Zimbabwe’s year-on-year inflation rate continued to rise in April and stood at 0.48% after gaining 0.27% on the March rate, latest figures from the Zimbabwe National Statistics Agency have shown. The main items which registered high price surges were education, vegetables, major tools and equipment, gas, liquid fuels, accommodation and other personal effects.
It is difficult for any informed Zimbabwean to take the government seriously on the all-important matter of economic policy.
Who can forget that iconic picture taken during President Robert Mugabe’s 93rd birthday party in the Matopos? The president, who ought to be the foremost custodian of economic policy, was captured on camera feasting on imported bottled water and potato crisps, in disregard for his government’s much-touted restriction on such imports. The inevitable conclusion is that there is one law for the wretched poor and another for the fat cats.
In any case, the protectionist import restriction was meant to be a temporary measure. The long-term solution is the ramping up of production in line with far-reaching structural reforms.
While the government’s arguments for import restriction may seem plausible at face value, in reality protectionism does not work. It defies logic that the authorities can seek to protect industries and jobs which hardly exist.

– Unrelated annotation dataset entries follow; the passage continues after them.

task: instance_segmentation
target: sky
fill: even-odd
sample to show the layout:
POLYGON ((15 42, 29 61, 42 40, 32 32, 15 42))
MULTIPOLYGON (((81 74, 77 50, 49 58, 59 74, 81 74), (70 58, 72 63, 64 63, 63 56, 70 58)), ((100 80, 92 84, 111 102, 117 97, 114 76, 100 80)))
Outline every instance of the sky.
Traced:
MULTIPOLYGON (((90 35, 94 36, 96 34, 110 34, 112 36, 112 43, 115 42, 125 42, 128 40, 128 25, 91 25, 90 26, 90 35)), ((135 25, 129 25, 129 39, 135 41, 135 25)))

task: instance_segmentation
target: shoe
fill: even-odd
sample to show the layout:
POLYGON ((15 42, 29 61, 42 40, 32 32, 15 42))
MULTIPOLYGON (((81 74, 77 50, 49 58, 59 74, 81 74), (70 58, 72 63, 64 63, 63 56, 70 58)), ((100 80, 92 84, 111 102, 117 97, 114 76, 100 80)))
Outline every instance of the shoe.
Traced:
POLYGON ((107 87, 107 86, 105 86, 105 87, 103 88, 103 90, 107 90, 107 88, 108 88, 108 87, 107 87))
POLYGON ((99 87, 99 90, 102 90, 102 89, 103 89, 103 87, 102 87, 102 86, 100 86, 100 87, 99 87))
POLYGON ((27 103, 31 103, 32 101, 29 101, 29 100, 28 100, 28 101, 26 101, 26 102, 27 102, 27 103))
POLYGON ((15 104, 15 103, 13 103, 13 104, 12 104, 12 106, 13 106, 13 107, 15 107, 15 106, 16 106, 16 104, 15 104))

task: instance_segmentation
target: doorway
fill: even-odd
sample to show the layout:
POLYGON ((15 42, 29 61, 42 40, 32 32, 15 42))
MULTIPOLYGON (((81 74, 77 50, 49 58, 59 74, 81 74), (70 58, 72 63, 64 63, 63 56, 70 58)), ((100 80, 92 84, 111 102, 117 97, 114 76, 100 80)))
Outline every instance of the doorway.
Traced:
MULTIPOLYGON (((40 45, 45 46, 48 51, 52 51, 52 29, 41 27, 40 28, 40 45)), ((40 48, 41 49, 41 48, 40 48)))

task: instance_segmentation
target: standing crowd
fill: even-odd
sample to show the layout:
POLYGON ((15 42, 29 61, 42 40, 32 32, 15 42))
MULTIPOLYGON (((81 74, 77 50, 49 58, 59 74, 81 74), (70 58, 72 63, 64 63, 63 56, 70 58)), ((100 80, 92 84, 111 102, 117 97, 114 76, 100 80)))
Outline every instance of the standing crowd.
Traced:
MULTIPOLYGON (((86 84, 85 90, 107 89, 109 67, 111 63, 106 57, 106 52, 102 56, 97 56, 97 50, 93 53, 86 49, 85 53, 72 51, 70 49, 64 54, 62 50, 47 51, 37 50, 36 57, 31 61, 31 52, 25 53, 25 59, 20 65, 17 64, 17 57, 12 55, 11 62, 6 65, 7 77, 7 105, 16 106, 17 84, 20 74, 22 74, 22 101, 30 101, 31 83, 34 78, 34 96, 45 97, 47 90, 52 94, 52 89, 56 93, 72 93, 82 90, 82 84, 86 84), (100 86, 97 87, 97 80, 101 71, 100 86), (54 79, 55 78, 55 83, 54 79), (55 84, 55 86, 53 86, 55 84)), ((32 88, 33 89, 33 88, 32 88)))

Besides, such a move tends to protect a few individuals and their companies, not the broader public. Already, we have seen the emergence of cartels in the supply of certain grocery items. Consumers can only find certain products at inflated prices and only from a clique of suppliers. Government is simply protecting inefficiency, over-pricing and profiteering by unscrupulous companies which want a captive market. Competition protects consumers from junk products and overpricing. Desperate protectionism is retrogressive.